In the trial Lustig presented, the two patients saw a gradual improvement of hearing as otoferlin protein built up after treatment. For the 11-month-old, normal levels of hearing were restored within 24 weeks of treatment. For the second patient, a 4-year-old, improvements were detected at a six-week assessment. In the trial Shu presented, children began seeing hearing improvements at three- and four-week assessments. The children will continue to be followed into the future, which holds some uncertainties. It’s unclear if they will, at some point in their lives, need additional treatments to sustain their hearing. In mice, at least, the treatment lasts for the duration of the animals’ lives—but they only live for a few years.
“We expect this to last a long time,” Lustig said Wednesday. But “we don’t know what’s going to happen and we don’t know whether we can do a second dose. But, probably, I would guess, at some point that would have to be done.”
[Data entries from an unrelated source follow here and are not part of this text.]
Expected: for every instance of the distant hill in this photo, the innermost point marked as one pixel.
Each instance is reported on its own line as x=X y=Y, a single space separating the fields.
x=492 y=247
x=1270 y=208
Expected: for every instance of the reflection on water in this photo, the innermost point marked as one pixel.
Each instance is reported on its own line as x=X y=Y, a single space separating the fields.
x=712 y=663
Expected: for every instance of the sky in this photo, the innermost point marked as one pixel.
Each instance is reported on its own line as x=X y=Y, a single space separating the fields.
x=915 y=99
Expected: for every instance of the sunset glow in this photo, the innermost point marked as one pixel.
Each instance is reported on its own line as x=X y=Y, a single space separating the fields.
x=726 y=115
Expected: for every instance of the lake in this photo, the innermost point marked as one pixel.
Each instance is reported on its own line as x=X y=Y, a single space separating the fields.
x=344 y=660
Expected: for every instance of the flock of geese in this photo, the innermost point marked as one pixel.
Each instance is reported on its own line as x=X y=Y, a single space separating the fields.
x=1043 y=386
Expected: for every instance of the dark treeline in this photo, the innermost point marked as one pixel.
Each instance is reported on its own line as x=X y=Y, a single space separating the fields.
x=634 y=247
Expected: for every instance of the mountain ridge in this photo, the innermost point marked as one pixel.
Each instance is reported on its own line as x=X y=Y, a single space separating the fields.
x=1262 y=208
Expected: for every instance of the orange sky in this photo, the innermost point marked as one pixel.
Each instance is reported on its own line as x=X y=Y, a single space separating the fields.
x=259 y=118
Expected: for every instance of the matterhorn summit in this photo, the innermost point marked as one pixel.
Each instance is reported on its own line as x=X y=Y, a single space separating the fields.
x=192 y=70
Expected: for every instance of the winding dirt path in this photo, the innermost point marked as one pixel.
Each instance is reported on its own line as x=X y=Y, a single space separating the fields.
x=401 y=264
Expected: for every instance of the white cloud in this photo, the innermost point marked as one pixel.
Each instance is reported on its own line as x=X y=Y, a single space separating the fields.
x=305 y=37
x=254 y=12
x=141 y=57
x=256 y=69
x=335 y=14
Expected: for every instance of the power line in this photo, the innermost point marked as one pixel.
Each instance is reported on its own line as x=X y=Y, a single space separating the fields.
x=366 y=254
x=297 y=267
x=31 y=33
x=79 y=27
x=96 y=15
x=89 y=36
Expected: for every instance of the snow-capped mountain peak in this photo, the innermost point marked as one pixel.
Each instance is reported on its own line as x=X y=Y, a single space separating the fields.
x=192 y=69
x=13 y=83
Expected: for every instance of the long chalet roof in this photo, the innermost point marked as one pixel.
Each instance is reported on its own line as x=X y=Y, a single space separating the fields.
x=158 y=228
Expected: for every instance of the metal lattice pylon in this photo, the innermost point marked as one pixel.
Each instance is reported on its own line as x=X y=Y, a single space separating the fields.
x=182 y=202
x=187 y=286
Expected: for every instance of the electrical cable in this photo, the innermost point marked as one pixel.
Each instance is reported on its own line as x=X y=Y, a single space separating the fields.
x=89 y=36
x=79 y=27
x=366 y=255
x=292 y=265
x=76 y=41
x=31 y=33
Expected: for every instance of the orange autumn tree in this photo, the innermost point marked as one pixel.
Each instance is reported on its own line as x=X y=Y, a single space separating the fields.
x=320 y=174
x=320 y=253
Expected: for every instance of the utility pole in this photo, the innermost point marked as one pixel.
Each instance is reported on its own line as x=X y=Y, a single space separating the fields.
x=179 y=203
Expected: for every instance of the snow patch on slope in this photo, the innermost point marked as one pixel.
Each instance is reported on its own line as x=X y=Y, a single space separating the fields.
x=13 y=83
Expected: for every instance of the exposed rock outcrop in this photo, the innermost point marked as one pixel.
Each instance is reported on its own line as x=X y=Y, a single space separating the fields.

For now, the treatment is considered low-hanging fruit for the burgeoning field of gene therapy since it targets a severe condition caused by recessive mutations in a single gene. Otoferlin mutations lead to a very specific type of deafness called auditory neuropathy, in which the ear fails to send signals to the brain but works perfectly fine otherwise. This is an ultra-rare form of deafness affecting 1–8 percent of people with deafness globally. Only about 30 to 50 people in the US are born with this type of deafness each year.
However, Lustig calls it a “jumping point.” Now that researchers have shown that this gene therapy can work, “This is going to really spark, we hope, the development of gene therapy for more common types of deafness,” he said.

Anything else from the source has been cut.